The wreckage are along a 43km (26-mile) stretch of the Danube, Europe’s second-longest river, which flows through 10 nations from south Germany to the Black Sea in Romania. Prahovo has at least 40 of these wrecks. In times of intense dryness, their remains reappear, like earlier this year when the Danube reached historically low levels due to a European drought.

When the water level drops, some of the corroded, bent, and damaged hulls poke out of the sandbanks, revealing their cannon barrels and command bridges after almost 80 years.

Germany sent hundreds of tiny ships to the Black Sea, which was not a major naval theatre. They mostly supplied the German forces through Ukrainian ports acquired during the 1941 Soviet invasion.

It helped conquer Crimea’s crucial port of Sevastopol in 1942 despite being too small to challenge the Soviet fleet.

The fleet’s last mission began in August 1944 when the Soviet Union’s Second Jassy–Kishinev assault, a drive through the front lines in northern Romania, encircled and crushed the German Sixth Army, clearing the stage for a comprehensive Balkan takeover.

Nazi high command ordered all ships in the Black Sea and lower Danube to retire, aiming to cruise 2,000km (1,242 miles) up the river to Austria.

Zieb, a senior navy commander who ran the Bucharest German shipyard, led a battle force to try the daring operation.

According to archaeologist and historian Gordana Karović, the heavily armed convoy, up to 25km (15 miles) long, consisted of 170 to 250 naval craft, including cargo ships, patrol boats, tankers, landing ships, and one hospital ship, the Bamberg. Over 4,000 people were on board, including 1,500 civilians.

Romania’s King Michael toppled Nazi puppet leader Ion Antonescu two days before Zieb’s flotilla sailed up the Danube.

Romanian troops, who had been Germany’s allies just days before, then bombarded the convoy with artillery, sinking dozens of ships and killing hundreds at Cernavodă in the east and Calafat near the Serbian border in the west.
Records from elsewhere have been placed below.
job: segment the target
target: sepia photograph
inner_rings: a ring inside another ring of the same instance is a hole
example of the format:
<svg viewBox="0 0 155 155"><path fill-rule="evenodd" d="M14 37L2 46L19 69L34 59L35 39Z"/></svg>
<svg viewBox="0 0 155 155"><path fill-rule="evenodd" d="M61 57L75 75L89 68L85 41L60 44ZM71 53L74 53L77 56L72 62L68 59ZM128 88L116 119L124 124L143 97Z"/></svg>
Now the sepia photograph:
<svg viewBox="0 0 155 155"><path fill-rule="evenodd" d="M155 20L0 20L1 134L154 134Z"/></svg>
After arriving at Prahovo on September 2, landing and artillery ships attempted four breaches farther up the river but were defeated with heavy losses. Zieb flew to Belgrade from the village’s airfield and learned that the Red Army had taken the Iron Gates, a mountainous valley that controls Danube flow.

The flotilla was vulnerable to the stronger Soviet and Romanian army on the Danube’s left bank after German forces in Serbia withdrew.

Lapadatovic told Der Spiegel that locals were paid in figs to pull armaments off ships before they were scuttled. Vojislav Janković said German soldiers chanted “Heil Hitler” as they destroyed the ships.

Some troops and equipment were evacuated from Prahovo’s train station, while others walked to Belgrade, which the Germans held until October 20, when Josip Broz Tito’s Yugoslav partisans took it.

Since their sinking, the Black Sea fleet wrecks, many of which held weapons or explosives, have jeopardized Danube navigation. The obstacle delayed hundreds of cruise ships each year for hours.

After the war, the Soviet Union and Yugoslavia removed several dozen ships, but most remain where they sank.

Serbia has tried to remove the impediment in recent years.

The commander who sank Germany’s Black Sea fleet had to prevent the Kriegsmarine’s sabotage or scuttling before the Allies divided its ships as war prizes.